Но голос все подталкивал и подзуживал… и… Дебрянский даже не столько в задоре страсти, сколько в задоре неодолимого любопытства, что из этого выйдет, сделал, как хотел.

С огромным усилием над собой он встал и произнес коротенькую речь, в которой благодарил Вучича за оказанное ему гостеприимство.

— Я человек одинокий, — говорил он, — и привык жить одиноко, по-холостому. От близости родных я отвык, обаяние семейной жизни мне совсем незнакомо. Благодаря вашей доброте я теперь, на чужой стороне, узнал, насколько мне недоставало до сих пор света и тепла домашнего очага и как печальна жизнь без них. Я искренно привязался к вашей семье и желал бы никогда не расставаться с нею.

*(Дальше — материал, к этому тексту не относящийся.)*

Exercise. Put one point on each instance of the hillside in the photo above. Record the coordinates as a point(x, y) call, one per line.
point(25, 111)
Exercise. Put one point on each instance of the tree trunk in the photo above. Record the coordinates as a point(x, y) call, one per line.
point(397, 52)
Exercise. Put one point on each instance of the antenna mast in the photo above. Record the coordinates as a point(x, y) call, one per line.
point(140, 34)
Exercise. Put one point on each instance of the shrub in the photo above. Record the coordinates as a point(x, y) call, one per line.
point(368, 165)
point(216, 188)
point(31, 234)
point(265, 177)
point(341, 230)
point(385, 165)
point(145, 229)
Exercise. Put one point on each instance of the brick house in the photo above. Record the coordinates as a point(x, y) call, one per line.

— Да и я, господин Дебрянский, не радостно закурю сигару в тот день, когда вы нас покинете, — отозвался старик, надвигая кустистые брови на увлажненные глаза.

— Так не лучше ли, господин Вучич, — продолжал Дебрянский, — сделать так, чтобы не расставаться нам вовсе? Я люблю вашу дочь и смею надеяться — сам ей не противен. Отдайте Зоицу на меня замуж, возьмите меня вместе с моим маленьким капиталом в компаньоны или приказчиком по вашему делу — и я ваш до конца дней моих.

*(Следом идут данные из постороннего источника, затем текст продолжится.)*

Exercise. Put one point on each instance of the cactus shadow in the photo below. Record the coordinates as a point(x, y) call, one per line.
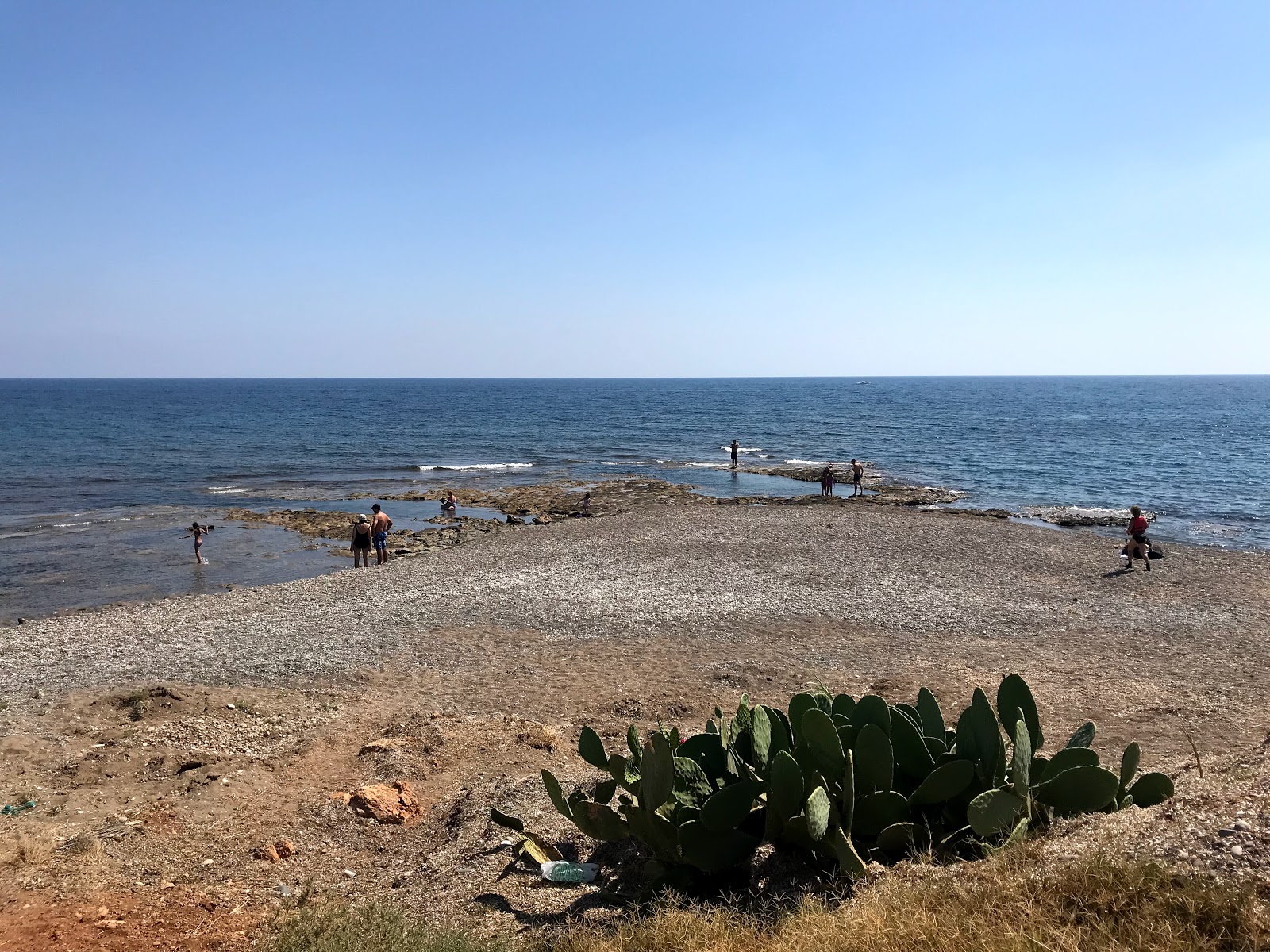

Зоица вскрикнула, закрыла лицо руками и убежала из столовой, а Вучич поднялся и развел руками, да так и остался статуей седого изумления — очень приятного, однако, судя по улыбке, медленно разливавшейся по его широкому лицу. Дебрянский начинал речь, весь похолодев, а теперь ему было жарко — точно его окунули в кипяток. В конце речи он торопился и летел вперед карьером наездника, задавшегося мыслью во что бы то ни стало перескочить барьер, и перескочил-таки, и тотчас же почувствовал себя лучше, отлегло! Даже голос, который раньше советовал и подгонял — не робей, брат, валяй, право, валяй! — теперь твердил другое: ай, молодец, право, молодец, хоть куда! Однако голос оказался не внутри Дебрянского, как казалось ему, а живой и из внешнего мира: это просто хохотал опамятовавшийся старик Вучич и, хлопая по плечу желанного зятя, без перерыва частил:

— Молодец: настоящий юнак! Против всех правил, не по обычаю, а молодец! люблю! Так их и надо, девок — врасплох, как громом, чтобы и жеманиться не успела! Обними меня, милый: я очень рад, очень! И девка рада… уж я знаю, что рада!